The engine is a development of the engine size cc twin-turbocharged V8 engine used in the Agera. It has four valves per cylinder each with a bore and stroke of 92 × 95.25 mm and a compression ratio of 8.6:1. The engine has a power output of 1280 hp at 7,800 rpm and 1000 Nm of torque at 2,700 to 6,170 rpm on normal petrol and has a power output of 1600 hp and 1500 Nm of torque at 5,100 rpm on E85 biofuel.

Changes from the Agera's engine include the use of a new 180-degree flat-plane crankshaft that saves 5 kg and increases the redline from 8,250 rpm to 8,500 rpm. The Jesko also utilises active rubber mounts from the Regera that reduce engine vibrations in the cabin. The two large turbochargers are equipped with a 20-litre air tank made from carbon fibre, coupled with an electric compressor which feeds pressurised air to the turbochargers at a pressure of 20 bar in order to reduce turbo lag. The engine has pressure sensors for each cylinder in order to achieve real time cylinder monitoring for the multipoint fuel injection system.

=== Transmission ===
The engine is mated to an in-house developed 10-speed multi-clutch transmission called the "Light Speed Transmission (LST)" by the manufacturer. The new transmission has a weight of 90 kg and it is at least 50% shorter in length than the previous 7-speed dual-clutch unit. It has 9 forward gear combinations using a layout with an input shaft with 3 fixed gears which is mated to a secondary shaft with 3 gears fixed to the output shaft and 3 clutched gears mated to the input shaft and an output shaft with 4 clutched gears (one set is used for reverse which mates directly to the input shaft), allowing the transmission to change gears without an interruption in power delivery due to the speedy nature of clutch actuation and overlap between the clutches opening and closing.
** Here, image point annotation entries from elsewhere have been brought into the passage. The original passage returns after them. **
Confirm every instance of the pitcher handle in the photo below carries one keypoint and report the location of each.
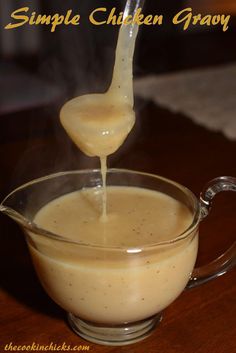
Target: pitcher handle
(227, 260)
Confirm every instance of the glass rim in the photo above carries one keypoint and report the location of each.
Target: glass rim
(33, 227)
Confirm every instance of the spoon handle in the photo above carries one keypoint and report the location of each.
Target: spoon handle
(122, 82)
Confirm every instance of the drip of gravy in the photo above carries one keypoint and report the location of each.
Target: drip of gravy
(99, 123)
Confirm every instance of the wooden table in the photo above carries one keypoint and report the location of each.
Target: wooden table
(201, 320)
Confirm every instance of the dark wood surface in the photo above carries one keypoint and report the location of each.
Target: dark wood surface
(201, 320)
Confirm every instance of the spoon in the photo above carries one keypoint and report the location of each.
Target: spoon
(99, 123)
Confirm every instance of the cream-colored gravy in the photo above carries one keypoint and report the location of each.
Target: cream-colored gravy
(114, 286)
(99, 123)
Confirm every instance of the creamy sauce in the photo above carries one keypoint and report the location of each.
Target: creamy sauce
(99, 123)
(114, 286)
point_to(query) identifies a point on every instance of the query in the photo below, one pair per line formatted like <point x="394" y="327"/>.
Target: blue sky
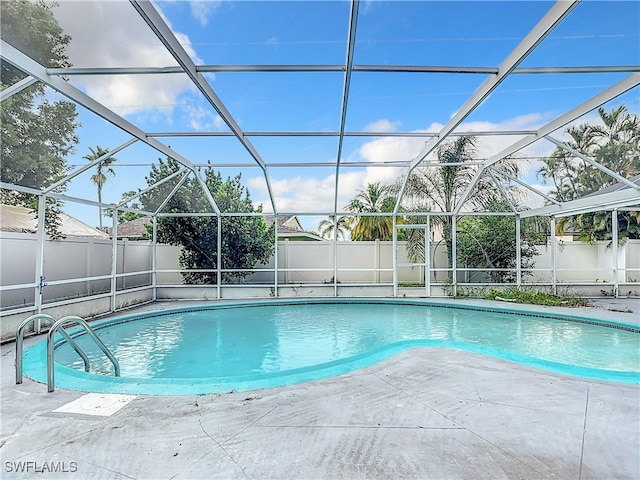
<point x="450" y="33"/>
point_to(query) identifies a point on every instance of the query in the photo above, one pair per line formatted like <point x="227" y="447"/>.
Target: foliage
<point x="614" y="144"/>
<point x="442" y="187"/>
<point x="37" y="134"/>
<point x="103" y="169"/>
<point x="245" y="241"/>
<point x="536" y="297"/>
<point x="374" y="198"/>
<point x="490" y="242"/>
<point x="528" y="295"/>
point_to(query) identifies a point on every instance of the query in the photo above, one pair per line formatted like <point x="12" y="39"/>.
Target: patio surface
<point x="425" y="413"/>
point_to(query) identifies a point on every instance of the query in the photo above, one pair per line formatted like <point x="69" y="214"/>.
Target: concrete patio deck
<point x="426" y="413"/>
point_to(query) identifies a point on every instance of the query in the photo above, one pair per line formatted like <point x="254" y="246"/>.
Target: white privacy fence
<point x="78" y="272"/>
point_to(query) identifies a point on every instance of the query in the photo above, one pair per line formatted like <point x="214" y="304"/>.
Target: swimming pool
<point x="245" y="346"/>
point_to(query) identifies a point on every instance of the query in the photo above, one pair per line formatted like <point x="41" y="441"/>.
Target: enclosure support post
<point x="454" y="260"/>
<point x="518" y="254"/>
<point x="154" y="259"/>
<point x="614" y="251"/>
<point x="395" y="256"/>
<point x="554" y="256"/>
<point x="40" y="238"/>
<point x="219" y="256"/>
<point x="377" y="261"/>
<point x="335" y="255"/>
<point x="114" y="258"/>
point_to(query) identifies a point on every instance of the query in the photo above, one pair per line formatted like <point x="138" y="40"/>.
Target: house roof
<point x="23" y="220"/>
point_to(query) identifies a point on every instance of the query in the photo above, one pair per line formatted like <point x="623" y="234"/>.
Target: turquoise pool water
<point x="247" y="346"/>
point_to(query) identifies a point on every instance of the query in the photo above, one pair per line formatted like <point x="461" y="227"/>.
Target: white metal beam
<point x="528" y="187"/>
<point x="544" y="27"/>
<point x="31" y="67"/>
<point x="89" y="165"/>
<point x="72" y="71"/>
<point x="17" y="87"/>
<point x="593" y="163"/>
<point x="351" y="44"/>
<point x="159" y="27"/>
<point x="615" y="90"/>
<point x="621" y="198"/>
<point x="151" y="187"/>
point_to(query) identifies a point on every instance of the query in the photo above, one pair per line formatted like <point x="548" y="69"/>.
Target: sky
<point x="450" y="33"/>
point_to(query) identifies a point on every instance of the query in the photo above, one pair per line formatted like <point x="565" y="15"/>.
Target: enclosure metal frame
<point x="54" y="78"/>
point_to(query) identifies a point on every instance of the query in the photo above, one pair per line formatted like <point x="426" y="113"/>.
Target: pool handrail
<point x="20" y="343"/>
<point x="50" y="347"/>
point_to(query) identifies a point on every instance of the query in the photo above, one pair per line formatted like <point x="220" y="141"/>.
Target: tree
<point x="490" y="242"/>
<point x="326" y="227"/>
<point x="122" y="215"/>
<point x="440" y="188"/>
<point x="245" y="240"/>
<point x="37" y="134"/>
<point x="615" y="144"/>
<point x="374" y="198"/>
<point x="103" y="169"/>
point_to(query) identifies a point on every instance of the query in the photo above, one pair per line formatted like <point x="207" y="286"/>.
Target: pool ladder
<point x="58" y="326"/>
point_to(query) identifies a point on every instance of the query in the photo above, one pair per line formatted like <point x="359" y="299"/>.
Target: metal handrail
<point x="50" y="347"/>
<point x="20" y="342"/>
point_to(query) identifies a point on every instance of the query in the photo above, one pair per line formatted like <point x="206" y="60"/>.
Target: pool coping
<point x="109" y="384"/>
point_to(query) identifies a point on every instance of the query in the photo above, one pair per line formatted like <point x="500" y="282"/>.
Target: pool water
<point x="268" y="342"/>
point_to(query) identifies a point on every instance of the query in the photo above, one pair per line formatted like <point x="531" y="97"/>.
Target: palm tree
<point x="442" y="187"/>
<point x="326" y="227"/>
<point x="102" y="170"/>
<point x="374" y="198"/>
<point x="613" y="144"/>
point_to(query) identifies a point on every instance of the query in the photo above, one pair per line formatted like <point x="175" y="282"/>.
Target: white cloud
<point x="316" y="193"/>
<point x="201" y="10"/>
<point x="112" y="34"/>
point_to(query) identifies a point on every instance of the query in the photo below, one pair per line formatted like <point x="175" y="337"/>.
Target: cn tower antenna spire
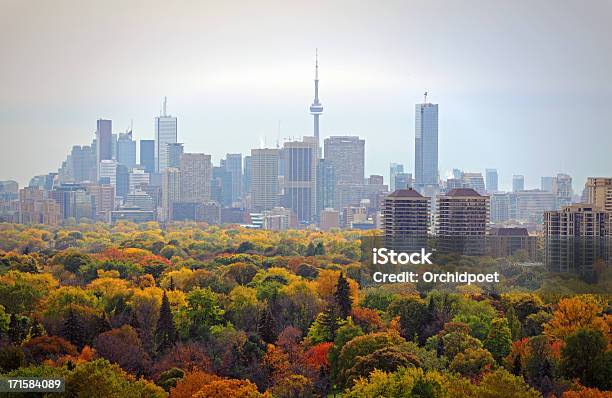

The engine's crankshaft is mated directly to the LST and uses the rotating mass of the transmission components in place of a traditional flywheel. The transmission has a shift time ranging from 20 to 30 milliseconds. It also has an overdrive mode called "Ultimate Power on Demand" that is designed to skip directly to the optimal gear depending on user input, rather than down or upshifting sequentially to that gear.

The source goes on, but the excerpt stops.